# Spin-orbit and topological proximity effect in ferromagnetic metals: Fundamentals and spintronic applications

The control of recently observed spintronic effects in topological-insulator/ferromagnetic-metal (TI/FM) heterostructures is thwarted by the lack of understanding of band structure and spin texture around their interfaces. This talk will discuss our recently developed approach [1] to this problem where we combine density functional theory (DFT) with Green's function techniques to obtain the spectral function at any plane passing through atoms of TI (such as Bi_{2}Se_{3}) and FM (such as Co) or normal metal (such as Cu) layers comprising the interface. In contrast to widely assumed but thinly tested Dirac cone gapped by the proximity exchange field spectral function, we find that the Rashba ferromagnetic model describes the spectral function on the surface of Bi_{2}Se_{3} in contact with Co near the Fermi level, where circular and snowflake-like constant energy contours coexist around which spin locks to momentum. The remnant of the Dirac cone is hybridized with evanescent wave functions injected by metallic layers and pushed, due to charge transfer from Co or Cu layers, few tenths of eV below the Fermi level for both Bi_{2}Se_{3}/Co and Bi_{2}Se_{3}/Cu interfaces while hosting distorted helical spin texture wounding around a single circle. These features explain recent observation of sensitivity of spin-to-charge conversion signal at TI/Cu interface to tuning of the Fermi level. Crucially for experiments on spin-orbit torque in TI/FM heterostructures [3], few monolayers of Co adjacent to Bi_{2}Se_{3} host spectral functions very different from the bulk metal, as well as in-plane spin textures (despite Co magnetization being out of plane) due to proximity spin-orbit coupling in Co induced by Bi_{2}Se_{3}. I will also discuss spectral functions and spin texture at heavy-metal/FM (such as Ta/Co and Pt/Co) [2] and Weyl-semimetal/FM interfaces, as well as how DFT Hamiltonian of these heterostructures can be combined with Keldysh Green's functions to compute field-like and antidamping-like components of spin-orbit torque [3,5,6] or spin memory loss [2] at interfaces from first principles.

### References

[1] J. M. Marmolejo-Tejada, K. Dolui, P. Lazić, P.-H. Chang, S. Smidstrup, D. Stradi, K. Stokbro, and B. K. Nikolić, Nano Lett. **17**, 5626 (2017).

[2] K. Dolui and B. K. Nikolić, Phys.
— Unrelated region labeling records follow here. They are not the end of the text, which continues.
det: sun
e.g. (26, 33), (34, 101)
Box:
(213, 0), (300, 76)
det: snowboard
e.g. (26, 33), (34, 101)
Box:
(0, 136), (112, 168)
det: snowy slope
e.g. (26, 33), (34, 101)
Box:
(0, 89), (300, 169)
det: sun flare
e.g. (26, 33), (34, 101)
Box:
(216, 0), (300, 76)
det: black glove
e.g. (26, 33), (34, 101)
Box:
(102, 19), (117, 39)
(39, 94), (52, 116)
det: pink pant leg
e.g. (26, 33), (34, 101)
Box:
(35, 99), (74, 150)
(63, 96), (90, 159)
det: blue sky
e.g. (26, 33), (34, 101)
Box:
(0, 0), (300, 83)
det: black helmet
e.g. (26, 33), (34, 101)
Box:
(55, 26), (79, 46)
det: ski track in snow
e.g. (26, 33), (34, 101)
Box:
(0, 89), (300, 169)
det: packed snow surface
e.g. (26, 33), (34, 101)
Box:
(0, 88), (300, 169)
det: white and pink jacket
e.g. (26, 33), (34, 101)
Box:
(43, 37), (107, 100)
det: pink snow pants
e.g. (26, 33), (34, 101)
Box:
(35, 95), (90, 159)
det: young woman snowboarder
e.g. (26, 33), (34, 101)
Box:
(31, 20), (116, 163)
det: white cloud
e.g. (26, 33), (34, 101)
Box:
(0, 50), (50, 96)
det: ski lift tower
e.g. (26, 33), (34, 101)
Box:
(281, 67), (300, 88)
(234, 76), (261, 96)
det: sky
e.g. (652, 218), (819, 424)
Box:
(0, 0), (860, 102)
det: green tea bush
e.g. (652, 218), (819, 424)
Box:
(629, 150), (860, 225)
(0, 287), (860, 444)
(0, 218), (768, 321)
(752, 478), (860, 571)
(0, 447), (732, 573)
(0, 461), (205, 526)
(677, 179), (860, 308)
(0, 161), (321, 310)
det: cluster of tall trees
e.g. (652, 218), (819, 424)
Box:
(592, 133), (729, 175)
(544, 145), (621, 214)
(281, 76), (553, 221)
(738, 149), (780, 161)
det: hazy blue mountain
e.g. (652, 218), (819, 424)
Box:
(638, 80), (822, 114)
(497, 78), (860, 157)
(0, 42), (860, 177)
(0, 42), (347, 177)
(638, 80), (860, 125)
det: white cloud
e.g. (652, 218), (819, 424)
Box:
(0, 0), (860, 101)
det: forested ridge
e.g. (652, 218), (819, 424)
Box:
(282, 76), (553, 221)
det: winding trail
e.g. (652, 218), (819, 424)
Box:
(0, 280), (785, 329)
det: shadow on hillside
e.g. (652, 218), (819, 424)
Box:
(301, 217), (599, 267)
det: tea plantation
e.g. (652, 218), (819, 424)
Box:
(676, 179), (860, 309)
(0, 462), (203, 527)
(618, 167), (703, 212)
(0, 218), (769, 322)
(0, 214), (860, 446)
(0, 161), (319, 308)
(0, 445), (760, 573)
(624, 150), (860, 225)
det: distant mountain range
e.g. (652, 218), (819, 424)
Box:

Rev. B **96**, 220403(R) (2017).

[3] F. Mahfouzi, B. K. Nikolić, and N. Kioussis, Phys. Rev. B **93**, 115419 (2016).

[4] P.-H. Chang, T. Markussen, S. Smidstrup, K. Stokbro, and B. K. Nikolić, Phys. Rev. B **92**, 201406(R) (2015).

[5] F. Mahfouzi and B. K. Nikolić, SPIN **3**, 1330002 (2013).

[6] F. Mahfouzi, N. Nagaosa, and B. K. Nikolić, Phys. Rev. Lett. **109**, 166602 (2012).